Neural Experience Replay Samplers

Updated 25 February 2026

Neural Experience Replay Samplers (NERS) are neural network-based methods that dynamically weight past experiences to enhance sample efficiency and learning stability.
NERS use permutation-equivariant architectures and attention mechanisms to assign adaptive priorities, resulting in faster convergence and improved value estimation.
NERS integrate bias correction and importance sampling techniques to mitigate non-uniform sampling, achieving robust performance across RL, continual, and graph-based tasks.

Neural Experience Replay Samplers (NERS) refer to a class of data-driven, neural network–based sampling mechanisms that select and weight past experience samples in experience replay buffers for reinforcement and continual learning. Distinct from heuristic rules or static priorities, these samplers utilize trainable neural architectures—often leveraging attention or permutation-equivariant mechanisms—to compute sampling probabilities or buffer updates by integrating local sample statistics with global batch context. NERS frameworks have demonstrated empirical gains in sample efficiency, stability, robustness to noise, and continual learning performance, with implementations validated in deep Q-learning, actor-critic RL, multi-agent settings, and graph neural network continual learning (Chen et al., 2023, Sarfraz et al., 2023, Zhou et al., 2020, Oh et al., 2020).

1. Neural Architectures and Permutation-Equivariant Scoring

NERS typically employ neural network modules as samplers to compute sampling probabilities or buffer admission weights dynamically.

In off-policy RL, NERS uses permutation-equivariant architectures to process batches of transitions, ensuring that cross-sample relationships inform scoring (Oh et al., 2020). For each batch index $i$ , local features (e.g., $(s_i, a_i, r_i, s_{i+1}, \delta_i)$ ) are embedded by shared MLPs $\phi_\text{loc}$ . Batch-level “global” features are aggregated as $\mathbf{c} = \frac{1}{|I|} \sum_j \phi_\text{glob}(x_j)$ . The final priority score for transition $i$ is computed as $\sigma_i = \phi_\text{score}([\mathbf{h}_i^{\text{local}} ; \mathbf{c}])$ , where $[\,]$ denotes concatenation.
The Attention Loss Adjusted Prioritized (ALAP) framework augments standard DQN/DDPG-like architectures with a “neural sampler” side-branch.
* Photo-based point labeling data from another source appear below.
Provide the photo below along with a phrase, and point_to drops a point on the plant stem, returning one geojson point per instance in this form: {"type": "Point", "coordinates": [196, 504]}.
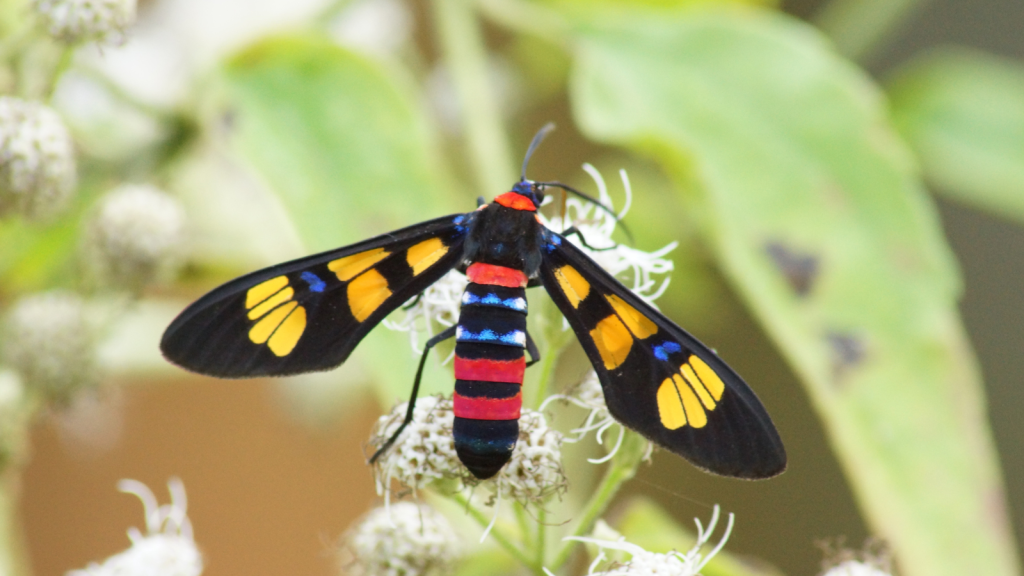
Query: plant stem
{"type": "Point", "coordinates": [859, 28]}
{"type": "Point", "coordinates": [497, 533]}
{"type": "Point", "coordinates": [13, 556]}
{"type": "Point", "coordinates": [327, 14]}
{"type": "Point", "coordinates": [623, 467]}
{"type": "Point", "coordinates": [466, 58]}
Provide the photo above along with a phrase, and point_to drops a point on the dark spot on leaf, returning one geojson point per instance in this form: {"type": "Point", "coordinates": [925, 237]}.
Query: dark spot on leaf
{"type": "Point", "coordinates": [848, 351]}
{"type": "Point", "coordinates": [800, 270]}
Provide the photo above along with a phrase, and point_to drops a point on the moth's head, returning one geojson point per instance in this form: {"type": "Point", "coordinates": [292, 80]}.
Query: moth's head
{"type": "Point", "coordinates": [530, 190]}
{"type": "Point", "coordinates": [525, 195]}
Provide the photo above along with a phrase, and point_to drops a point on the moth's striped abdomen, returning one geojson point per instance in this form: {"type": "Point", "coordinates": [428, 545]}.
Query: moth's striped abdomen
{"type": "Point", "coordinates": [489, 360]}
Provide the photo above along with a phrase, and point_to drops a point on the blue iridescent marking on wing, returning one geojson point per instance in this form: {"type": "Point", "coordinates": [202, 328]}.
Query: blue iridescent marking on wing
{"type": "Point", "coordinates": [663, 351]}
{"type": "Point", "coordinates": [315, 284]}
{"type": "Point", "coordinates": [552, 240]}
{"type": "Point", "coordinates": [492, 299]}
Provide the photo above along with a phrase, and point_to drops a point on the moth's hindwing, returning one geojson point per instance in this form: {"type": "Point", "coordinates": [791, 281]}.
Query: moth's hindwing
{"type": "Point", "coordinates": [309, 314]}
{"type": "Point", "coordinates": [658, 379]}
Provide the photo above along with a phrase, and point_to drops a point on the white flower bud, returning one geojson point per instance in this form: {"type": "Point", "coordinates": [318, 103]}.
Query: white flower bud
{"type": "Point", "coordinates": [48, 340]}
{"type": "Point", "coordinates": [437, 305]}
{"type": "Point", "coordinates": [424, 452]}
{"type": "Point", "coordinates": [167, 547]}
{"type": "Point", "coordinates": [589, 396]}
{"type": "Point", "coordinates": [404, 539]}
{"type": "Point", "coordinates": [37, 160]}
{"type": "Point", "coordinates": [535, 471]}
{"type": "Point", "coordinates": [855, 568]}
{"type": "Point", "coordinates": [596, 227]}
{"type": "Point", "coordinates": [134, 236]}
{"type": "Point", "coordinates": [76, 21]}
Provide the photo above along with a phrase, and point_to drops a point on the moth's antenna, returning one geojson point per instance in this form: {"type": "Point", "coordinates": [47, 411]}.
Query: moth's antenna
{"type": "Point", "coordinates": [593, 200]}
{"type": "Point", "coordinates": [532, 146]}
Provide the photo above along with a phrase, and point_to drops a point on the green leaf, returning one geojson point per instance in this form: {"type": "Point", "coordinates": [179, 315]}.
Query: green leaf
{"type": "Point", "coordinates": [341, 141]}
{"type": "Point", "coordinates": [815, 215]}
{"type": "Point", "coordinates": [963, 113]}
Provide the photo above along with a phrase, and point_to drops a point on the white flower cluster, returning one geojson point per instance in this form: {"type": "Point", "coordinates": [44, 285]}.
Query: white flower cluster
{"type": "Point", "coordinates": [134, 236]}
{"type": "Point", "coordinates": [855, 568]}
{"type": "Point", "coordinates": [13, 418]}
{"type": "Point", "coordinates": [424, 452]}
{"type": "Point", "coordinates": [37, 160]}
{"type": "Point", "coordinates": [166, 549]}
{"type": "Point", "coordinates": [535, 471]}
{"type": "Point", "coordinates": [589, 396]}
{"type": "Point", "coordinates": [404, 539]}
{"type": "Point", "coordinates": [77, 21]}
{"type": "Point", "coordinates": [597, 225]}
{"type": "Point", "coordinates": [644, 563]}
{"type": "Point", "coordinates": [48, 340]}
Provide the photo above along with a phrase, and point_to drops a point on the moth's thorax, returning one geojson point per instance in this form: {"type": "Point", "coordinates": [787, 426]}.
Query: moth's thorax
{"type": "Point", "coordinates": [506, 237]}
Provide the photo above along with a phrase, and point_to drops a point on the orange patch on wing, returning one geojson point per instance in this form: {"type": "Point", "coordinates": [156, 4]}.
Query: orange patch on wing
{"type": "Point", "coordinates": [572, 284]}
{"type": "Point", "coordinates": [425, 254]}
{"type": "Point", "coordinates": [612, 340]}
{"type": "Point", "coordinates": [349, 266]}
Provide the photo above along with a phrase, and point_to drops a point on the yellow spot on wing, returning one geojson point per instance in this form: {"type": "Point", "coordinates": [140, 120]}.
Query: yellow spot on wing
{"type": "Point", "coordinates": [694, 382]}
{"type": "Point", "coordinates": [273, 301]}
{"type": "Point", "coordinates": [265, 327]}
{"type": "Point", "coordinates": [711, 380]}
{"type": "Point", "coordinates": [612, 340]}
{"type": "Point", "coordinates": [669, 407]}
{"type": "Point", "coordinates": [287, 335]}
{"type": "Point", "coordinates": [695, 415]}
{"type": "Point", "coordinates": [573, 286]}
{"type": "Point", "coordinates": [366, 293]}
{"type": "Point", "coordinates": [639, 325]}
{"type": "Point", "coordinates": [350, 266]}
{"type": "Point", "coordinates": [678, 406]}
{"type": "Point", "coordinates": [424, 254]}
{"type": "Point", "coordinates": [258, 293]}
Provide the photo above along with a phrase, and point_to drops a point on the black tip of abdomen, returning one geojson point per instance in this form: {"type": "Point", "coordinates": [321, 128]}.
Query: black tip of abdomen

It processes mini-batches $X=[(s_1,a_1),\ldots,(s_m,a_m)]$ by self-attention: projecting to queries $Q=XW_Q$ , permuting to form keys $K$ , and computing a normalized “sum-of-projections” similarity $a$ which is mapped via an FC head to an adaptive importance-sampling exponent $\beta\in[0,1]$ (Equation: $\beta = \operatorname{Clip}_{[0,1]}(W_2\,\phi(W_1\,a+b_1)+b_2)$ ) (Chen et al., 2023).
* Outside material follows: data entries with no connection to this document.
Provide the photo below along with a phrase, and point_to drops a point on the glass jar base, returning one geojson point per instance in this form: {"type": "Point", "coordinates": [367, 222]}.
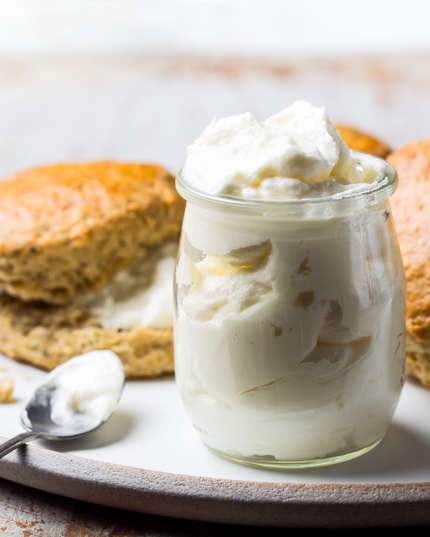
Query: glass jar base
{"type": "Point", "coordinates": [274, 464]}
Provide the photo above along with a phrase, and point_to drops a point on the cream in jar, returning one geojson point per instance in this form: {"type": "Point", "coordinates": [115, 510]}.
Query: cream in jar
{"type": "Point", "coordinates": [289, 333]}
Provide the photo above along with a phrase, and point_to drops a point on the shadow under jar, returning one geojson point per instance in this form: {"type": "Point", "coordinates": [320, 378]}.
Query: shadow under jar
{"type": "Point", "coordinates": [290, 324]}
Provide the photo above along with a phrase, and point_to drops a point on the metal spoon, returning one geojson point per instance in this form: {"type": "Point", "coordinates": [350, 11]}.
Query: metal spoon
{"type": "Point", "coordinates": [37, 416]}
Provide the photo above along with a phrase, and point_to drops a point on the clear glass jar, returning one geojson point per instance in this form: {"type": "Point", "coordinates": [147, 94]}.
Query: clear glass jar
{"type": "Point", "coordinates": [290, 325]}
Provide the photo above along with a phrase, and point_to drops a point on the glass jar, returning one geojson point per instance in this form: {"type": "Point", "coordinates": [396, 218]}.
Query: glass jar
{"type": "Point", "coordinates": [290, 324]}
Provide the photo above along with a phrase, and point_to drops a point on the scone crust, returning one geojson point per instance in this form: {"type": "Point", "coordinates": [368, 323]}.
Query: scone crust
{"type": "Point", "coordinates": [360, 141]}
{"type": "Point", "coordinates": [48, 335]}
{"type": "Point", "coordinates": [411, 210]}
{"type": "Point", "coordinates": [66, 229]}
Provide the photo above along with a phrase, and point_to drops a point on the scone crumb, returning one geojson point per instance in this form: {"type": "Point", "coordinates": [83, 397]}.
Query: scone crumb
{"type": "Point", "coordinates": [6, 390]}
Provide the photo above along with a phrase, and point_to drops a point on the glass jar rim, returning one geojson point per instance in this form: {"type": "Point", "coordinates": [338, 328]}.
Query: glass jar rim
{"type": "Point", "coordinates": [313, 207]}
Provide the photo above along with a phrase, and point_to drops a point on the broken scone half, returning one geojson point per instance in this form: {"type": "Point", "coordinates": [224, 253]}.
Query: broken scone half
{"type": "Point", "coordinates": [411, 210]}
{"type": "Point", "coordinates": [87, 253]}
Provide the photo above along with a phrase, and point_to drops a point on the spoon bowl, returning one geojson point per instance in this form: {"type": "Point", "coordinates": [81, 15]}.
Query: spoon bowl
{"type": "Point", "coordinates": [55, 412]}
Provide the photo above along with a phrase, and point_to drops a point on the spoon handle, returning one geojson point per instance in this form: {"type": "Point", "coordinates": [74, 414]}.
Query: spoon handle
{"type": "Point", "coordinates": [16, 441]}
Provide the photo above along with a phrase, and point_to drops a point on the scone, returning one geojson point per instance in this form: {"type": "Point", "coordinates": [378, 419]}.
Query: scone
{"type": "Point", "coordinates": [411, 210]}
{"type": "Point", "coordinates": [86, 261]}
{"type": "Point", "coordinates": [360, 141]}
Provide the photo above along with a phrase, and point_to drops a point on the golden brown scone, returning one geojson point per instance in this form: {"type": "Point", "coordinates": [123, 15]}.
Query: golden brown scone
{"type": "Point", "coordinates": [48, 335]}
{"type": "Point", "coordinates": [360, 141]}
{"type": "Point", "coordinates": [411, 210]}
{"type": "Point", "coordinates": [68, 228]}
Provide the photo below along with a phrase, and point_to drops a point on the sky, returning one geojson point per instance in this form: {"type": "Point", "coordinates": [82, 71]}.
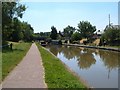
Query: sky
{"type": "Point", "coordinates": [43, 15]}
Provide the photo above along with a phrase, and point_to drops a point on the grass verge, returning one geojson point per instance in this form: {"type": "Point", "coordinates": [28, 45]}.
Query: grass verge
{"type": "Point", "coordinates": [56, 74]}
{"type": "Point", "coordinates": [10, 58]}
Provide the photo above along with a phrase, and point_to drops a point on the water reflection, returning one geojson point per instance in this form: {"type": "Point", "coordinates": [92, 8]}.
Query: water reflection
{"type": "Point", "coordinates": [86, 57]}
{"type": "Point", "coordinates": [98, 67]}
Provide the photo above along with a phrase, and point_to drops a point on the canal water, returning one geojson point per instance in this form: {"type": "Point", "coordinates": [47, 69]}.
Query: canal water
{"type": "Point", "coordinates": [99, 68]}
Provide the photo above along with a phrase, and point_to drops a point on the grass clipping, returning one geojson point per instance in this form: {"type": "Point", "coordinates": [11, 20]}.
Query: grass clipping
{"type": "Point", "coordinates": [56, 74]}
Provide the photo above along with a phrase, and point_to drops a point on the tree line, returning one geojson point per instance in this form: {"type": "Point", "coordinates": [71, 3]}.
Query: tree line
{"type": "Point", "coordinates": [15, 30]}
{"type": "Point", "coordinates": [12, 28]}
This architectural principle enables the sampler to respond adaptively to buffer diversity, learning phase, and sample redundancy.
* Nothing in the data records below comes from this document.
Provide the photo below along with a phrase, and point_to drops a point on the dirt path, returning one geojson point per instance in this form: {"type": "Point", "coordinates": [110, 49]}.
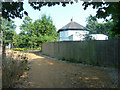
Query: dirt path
{"type": "Point", "coordinates": [48, 73]}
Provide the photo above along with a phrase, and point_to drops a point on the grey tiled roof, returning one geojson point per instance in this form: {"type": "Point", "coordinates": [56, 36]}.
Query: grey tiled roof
{"type": "Point", "coordinates": [72, 26]}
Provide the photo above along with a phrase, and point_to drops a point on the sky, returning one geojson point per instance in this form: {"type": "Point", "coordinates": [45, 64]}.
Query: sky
{"type": "Point", "coordinates": [59, 14]}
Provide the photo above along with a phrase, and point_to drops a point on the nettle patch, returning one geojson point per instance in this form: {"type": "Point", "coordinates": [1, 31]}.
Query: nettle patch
{"type": "Point", "coordinates": [15, 67]}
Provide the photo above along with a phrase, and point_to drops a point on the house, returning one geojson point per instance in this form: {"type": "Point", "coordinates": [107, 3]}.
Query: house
{"type": "Point", "coordinates": [99, 37]}
{"type": "Point", "coordinates": [76, 32]}
{"type": "Point", "coordinates": [72, 32]}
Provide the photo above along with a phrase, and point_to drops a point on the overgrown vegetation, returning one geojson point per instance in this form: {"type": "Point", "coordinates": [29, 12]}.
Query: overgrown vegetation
{"type": "Point", "coordinates": [13, 69]}
{"type": "Point", "coordinates": [26, 49]}
{"type": "Point", "coordinates": [34, 33]}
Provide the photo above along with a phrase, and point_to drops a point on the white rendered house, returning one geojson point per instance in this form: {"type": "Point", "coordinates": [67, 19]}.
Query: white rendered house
{"type": "Point", "coordinates": [72, 32]}
{"type": "Point", "coordinates": [76, 32]}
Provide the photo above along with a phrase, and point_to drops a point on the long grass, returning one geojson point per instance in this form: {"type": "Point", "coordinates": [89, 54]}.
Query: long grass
{"type": "Point", "coordinates": [13, 69]}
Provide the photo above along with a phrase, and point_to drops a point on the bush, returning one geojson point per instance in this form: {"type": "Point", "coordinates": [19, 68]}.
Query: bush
{"type": "Point", "coordinates": [12, 70]}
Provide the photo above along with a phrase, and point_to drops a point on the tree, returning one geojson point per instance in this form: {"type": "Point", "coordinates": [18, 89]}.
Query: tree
{"type": "Point", "coordinates": [8, 28]}
{"type": "Point", "coordinates": [107, 9]}
{"type": "Point", "coordinates": [99, 28]}
{"type": "Point", "coordinates": [34, 33]}
{"type": "Point", "coordinates": [15, 9]}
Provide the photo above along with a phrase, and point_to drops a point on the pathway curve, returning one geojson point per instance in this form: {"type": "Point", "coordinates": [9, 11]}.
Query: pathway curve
{"type": "Point", "coordinates": [49, 73]}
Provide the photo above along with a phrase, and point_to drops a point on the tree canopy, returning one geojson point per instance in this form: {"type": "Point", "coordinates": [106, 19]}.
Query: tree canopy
{"type": "Point", "coordinates": [8, 28]}
{"type": "Point", "coordinates": [15, 9]}
{"type": "Point", "coordinates": [99, 28]}
{"type": "Point", "coordinates": [34, 33]}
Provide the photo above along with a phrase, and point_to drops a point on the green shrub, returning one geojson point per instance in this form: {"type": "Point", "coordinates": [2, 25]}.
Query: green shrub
{"type": "Point", "coordinates": [12, 70]}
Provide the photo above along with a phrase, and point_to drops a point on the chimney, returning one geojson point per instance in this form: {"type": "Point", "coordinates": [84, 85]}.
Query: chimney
{"type": "Point", "coordinates": [72, 19]}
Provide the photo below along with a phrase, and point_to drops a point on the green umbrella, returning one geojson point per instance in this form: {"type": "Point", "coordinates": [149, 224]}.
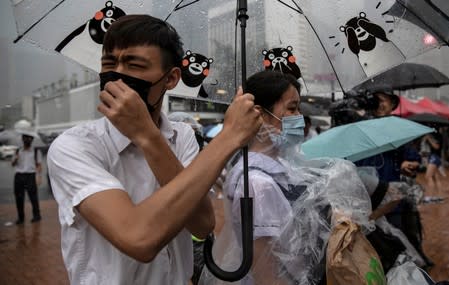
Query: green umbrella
{"type": "Point", "coordinates": [364, 138]}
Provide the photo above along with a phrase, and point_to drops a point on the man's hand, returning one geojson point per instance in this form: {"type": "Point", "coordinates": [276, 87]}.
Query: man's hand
{"type": "Point", "coordinates": [127, 111]}
{"type": "Point", "coordinates": [242, 119]}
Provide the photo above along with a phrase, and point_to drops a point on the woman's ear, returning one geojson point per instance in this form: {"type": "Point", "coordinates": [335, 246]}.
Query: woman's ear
{"type": "Point", "coordinates": [173, 78]}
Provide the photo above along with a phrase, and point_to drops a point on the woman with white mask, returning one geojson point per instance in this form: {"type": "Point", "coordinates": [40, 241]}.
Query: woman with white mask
{"type": "Point", "coordinates": [292, 197]}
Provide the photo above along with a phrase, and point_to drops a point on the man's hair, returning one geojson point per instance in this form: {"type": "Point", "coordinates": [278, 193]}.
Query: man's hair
{"type": "Point", "coordinates": [140, 30]}
{"type": "Point", "coordinates": [268, 86]}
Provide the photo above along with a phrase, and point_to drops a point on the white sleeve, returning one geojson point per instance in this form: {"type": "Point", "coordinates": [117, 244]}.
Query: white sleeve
{"type": "Point", "coordinates": [77, 168]}
{"type": "Point", "coordinates": [186, 143]}
{"type": "Point", "coordinates": [270, 207]}
{"type": "Point", "coordinates": [38, 156]}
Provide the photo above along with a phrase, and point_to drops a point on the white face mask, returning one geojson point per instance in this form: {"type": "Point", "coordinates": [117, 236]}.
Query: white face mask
{"type": "Point", "coordinates": [292, 132]}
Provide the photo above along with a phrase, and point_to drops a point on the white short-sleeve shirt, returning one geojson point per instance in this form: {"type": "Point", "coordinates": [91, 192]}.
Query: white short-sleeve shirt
{"type": "Point", "coordinates": [94, 157]}
{"type": "Point", "coordinates": [27, 160]}
{"type": "Point", "coordinates": [270, 207]}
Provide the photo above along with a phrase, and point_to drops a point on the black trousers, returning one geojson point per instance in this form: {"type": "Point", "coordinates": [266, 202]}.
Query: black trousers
{"type": "Point", "coordinates": [26, 182]}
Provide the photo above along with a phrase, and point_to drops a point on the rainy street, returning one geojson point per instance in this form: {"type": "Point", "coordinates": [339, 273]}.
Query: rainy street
{"type": "Point", "coordinates": [37, 246]}
{"type": "Point", "coordinates": [213, 142]}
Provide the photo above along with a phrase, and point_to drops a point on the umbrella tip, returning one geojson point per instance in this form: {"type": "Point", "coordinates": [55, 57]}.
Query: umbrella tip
{"type": "Point", "coordinates": [17, 39]}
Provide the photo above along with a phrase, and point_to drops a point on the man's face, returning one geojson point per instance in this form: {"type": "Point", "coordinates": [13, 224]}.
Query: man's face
{"type": "Point", "coordinates": [385, 105]}
{"type": "Point", "coordinates": [143, 62]}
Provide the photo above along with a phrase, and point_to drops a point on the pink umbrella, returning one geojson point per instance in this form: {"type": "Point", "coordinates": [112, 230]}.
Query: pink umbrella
{"type": "Point", "coordinates": [437, 108]}
{"type": "Point", "coordinates": [407, 108]}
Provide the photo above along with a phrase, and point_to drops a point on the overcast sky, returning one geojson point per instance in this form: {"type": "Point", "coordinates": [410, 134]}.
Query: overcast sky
{"type": "Point", "coordinates": [24, 67]}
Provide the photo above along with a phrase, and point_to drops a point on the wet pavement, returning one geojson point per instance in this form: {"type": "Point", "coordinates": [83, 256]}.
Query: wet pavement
{"type": "Point", "coordinates": [30, 253]}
2. Mechanisms for Sample Selection and Buffer Update

NERS mechanisms impact both the probability with which existing buffer entries are sampled for replay and the rules by which new samples are added or prioritized in the buffer.

In off-policy RL, the sampling distribution over buffer indices is non-uniform, determined by neural priorities as $p_i = \frac{\sigma_i^\alpha}{\sum_j\sigma_j^\alpha}$ , with $\alpha$ controlling sharpness. The corresponding importance-sampling weights $w_i = \left( \frac{1}{|\mathcal{B}| p_i} \right)^\beta$ (where $\beta$ may also be learned) are applied to each sample (Oh et al., 2020, Chen et al., 2023).
In continual learning, Error-Sensitive Reservoir Sampling (ESRS) integrates model-based loss statistics for candidate filtering: a sample $(x_i,y_i)$ is eligible for buffer insertion iff its stable-model loss $\ell^i_s \leq \beta\mu_\ell$ , where $\mu_\ell$ is the running mean loss under the slow or semantic copy. Standard reservoir sampling is then applied to the filtered candidate stream, maintaining uniformity post-filtering (Sarfraz et al., 2023).
For graph continual learning, candidate selection for buffer updates leverages statistics such as proximity to class means (Mean-of-Feature), inter-class neighborhood sparseness (Coverage-Maximization), or influence on model loss as estimated by Hessian-vector products (Influence-Maximization) (Zhou et al., 2020).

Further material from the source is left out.